Nuclear Device is Lost & Found, Paranoia, Nearly WWIII - By: Erika Borsos, 18 Feb 2006 
Tom Clancy is brilliant & absolutely without equal for developing this complex plot filled with international, political & military action. When I picked this book up, I was glued to to the spot, unable to break from reading it. In this novel, he creates the worst-case scenario of world paranoia, where the two major world powers, the USA & former Soviet Union, play cat & mouse games with military technology & bomb-laden submarines, as the world leaders exchange communications, trying to read between the lines of carefully worded messages, to uncover the truth about a nuclear explosion in Denver, Colorado, the cause of which neither side can readily determine.
This most believable book includes suspense, intrigue, political maneuvering, media manipulation & exploitation, espionage, cutting edge technology, military power & submarine warfare. Arab terrorists combine forces with East German scientists. Disgruntled political activists, an American-Indian & German, get together under the most auspicious of circumstances to destablize the world as we know it. The Arab terrorist group uses an East German scientist to redesign a nuclear bomb which was found by chance buried in a farmer's garden in Syria. All the characters are fleshed out, realistic, completely believable. They have personality traits which make the reader look forward to reading about their responses to circumstances that unfold. It is worth learning how this accidental find played into the hands of a terrorist organization who redesigned the nuclear device for their own purposes. It is worth discovering how the aftermath of this explosion creates havoc between the two super-powers.

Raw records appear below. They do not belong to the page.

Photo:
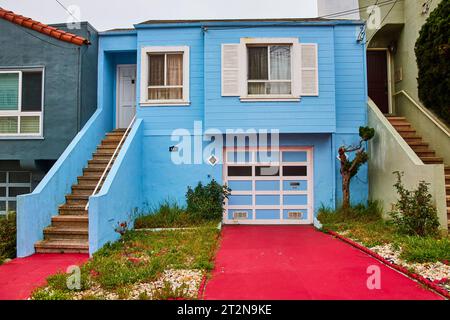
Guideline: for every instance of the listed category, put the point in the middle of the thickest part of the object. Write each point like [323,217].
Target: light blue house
[261,105]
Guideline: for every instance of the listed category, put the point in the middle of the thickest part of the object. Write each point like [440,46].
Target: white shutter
[230,69]
[310,75]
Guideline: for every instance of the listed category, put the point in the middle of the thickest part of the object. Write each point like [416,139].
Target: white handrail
[111,160]
[424,111]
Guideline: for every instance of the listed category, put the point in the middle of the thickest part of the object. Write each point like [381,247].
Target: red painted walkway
[19,277]
[299,262]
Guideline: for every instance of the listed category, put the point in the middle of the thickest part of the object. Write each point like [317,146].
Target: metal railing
[424,111]
[111,160]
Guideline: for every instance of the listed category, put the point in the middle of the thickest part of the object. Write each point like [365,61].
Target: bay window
[21,96]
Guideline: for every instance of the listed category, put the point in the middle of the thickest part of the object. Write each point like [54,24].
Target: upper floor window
[21,103]
[269,70]
[165,76]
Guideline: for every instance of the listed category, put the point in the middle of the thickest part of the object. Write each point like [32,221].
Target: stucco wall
[390,153]
[434,131]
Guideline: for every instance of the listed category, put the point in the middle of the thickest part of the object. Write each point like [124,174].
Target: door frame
[117,89]
[389,61]
[281,221]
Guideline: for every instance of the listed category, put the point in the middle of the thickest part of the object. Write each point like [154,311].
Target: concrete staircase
[68,232]
[422,149]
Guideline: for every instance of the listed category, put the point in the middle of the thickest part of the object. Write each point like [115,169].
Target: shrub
[432,54]
[360,212]
[415,213]
[7,237]
[206,201]
[419,249]
[167,214]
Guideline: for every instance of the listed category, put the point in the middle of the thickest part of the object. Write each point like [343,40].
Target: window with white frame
[12,184]
[269,69]
[165,75]
[21,102]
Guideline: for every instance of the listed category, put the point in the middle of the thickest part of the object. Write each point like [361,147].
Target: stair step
[404,130]
[83,189]
[107,147]
[100,156]
[421,149]
[106,152]
[89,169]
[115,134]
[432,160]
[70,221]
[426,154]
[415,143]
[395,118]
[415,139]
[72,210]
[77,199]
[92,179]
[409,135]
[58,233]
[62,246]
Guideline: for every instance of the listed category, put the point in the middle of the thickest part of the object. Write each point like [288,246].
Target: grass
[365,224]
[170,215]
[140,256]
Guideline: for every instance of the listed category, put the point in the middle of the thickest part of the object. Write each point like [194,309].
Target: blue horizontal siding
[350,72]
[311,114]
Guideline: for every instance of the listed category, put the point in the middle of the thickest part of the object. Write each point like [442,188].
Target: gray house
[48,86]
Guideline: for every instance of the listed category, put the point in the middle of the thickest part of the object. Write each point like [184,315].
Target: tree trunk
[345,191]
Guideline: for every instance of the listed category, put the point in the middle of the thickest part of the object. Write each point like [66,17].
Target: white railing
[424,111]
[111,160]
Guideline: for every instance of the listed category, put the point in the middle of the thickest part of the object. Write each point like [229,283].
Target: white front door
[278,190]
[126,95]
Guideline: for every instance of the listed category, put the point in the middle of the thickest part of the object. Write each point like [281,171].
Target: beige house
[409,138]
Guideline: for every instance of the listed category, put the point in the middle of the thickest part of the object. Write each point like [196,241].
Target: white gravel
[433,271]
[187,280]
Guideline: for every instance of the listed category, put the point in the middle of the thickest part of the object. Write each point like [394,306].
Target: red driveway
[19,277]
[299,262]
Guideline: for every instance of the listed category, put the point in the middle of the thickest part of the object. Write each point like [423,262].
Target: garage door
[269,187]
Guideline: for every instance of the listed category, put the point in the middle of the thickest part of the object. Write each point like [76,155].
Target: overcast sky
[110,14]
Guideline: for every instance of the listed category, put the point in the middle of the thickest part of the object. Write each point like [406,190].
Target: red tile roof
[42,28]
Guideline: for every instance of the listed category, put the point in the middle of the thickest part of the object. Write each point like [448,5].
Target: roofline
[122,32]
[244,22]
[81,22]
[43,28]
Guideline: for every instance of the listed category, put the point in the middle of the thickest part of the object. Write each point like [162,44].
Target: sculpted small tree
[349,168]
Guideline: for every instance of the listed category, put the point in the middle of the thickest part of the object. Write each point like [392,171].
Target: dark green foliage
[8,237]
[204,206]
[206,201]
[168,214]
[433,55]
[349,168]
[366,133]
[360,212]
[415,213]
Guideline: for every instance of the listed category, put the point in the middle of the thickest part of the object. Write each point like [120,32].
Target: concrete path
[19,277]
[299,262]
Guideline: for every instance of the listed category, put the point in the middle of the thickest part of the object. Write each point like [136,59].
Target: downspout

It is worth reading to see the effect this unexpected terrorist attack in Colorado has upon Washington, DC: the President, CIA Deputy Director Jack Ryan, the National Security Adviser, Liz Elliott, & the FBI. This cataclysmic event could unleash waves of destruction throughout the Middle East & the world, discovering its resolution is worth reading. This roller coaster ride of a novel has so many ups & downs & twists & turns it should not be missed! Erika Borsos (bakonyvilla)
Great thriller, but overlong, and dated. - By: , 25 Feb 2005 
The Sum of alll Fears is set after the Cold War has ended, but shows us that the danger of nuclear war won't go away quite that easily as terrorists attempt to provoke a war between the US & Russia. This continues a lot of the themes in Clear & Present Danger about the abuse of power & corruption. The book is well-written & the story well-told, but it isn't quite as good as Clear & Present Danger. The plot is obviously inspired by Black Sunday, it takes far too long for the main part of the story to kick off (the nuke) at times it comes close to soap opera with Ryan's family problems, but the author must be credited with making it interesting enough to make us actuallly want to see this thing through the end.
What's most surprising about this book, is how much it has dated, even more so than, say, Clear & Present Danger. This was long before 9/11. Basicallly, the book shows that without Soviet backing many terrorist groups would die out, one of the reasons why the villains in this book want to strike - they feel they have sacrificed comrades for nothing. Unfortunately, as we have alll become aware, the Islamic ones never died out. In fact they've expanded. It wasn't Clancy's fault, but the book now seems a little overoptimistic.
Despite flaws, I would say this would rank behind Clear & Present Danger as one of the best of the series.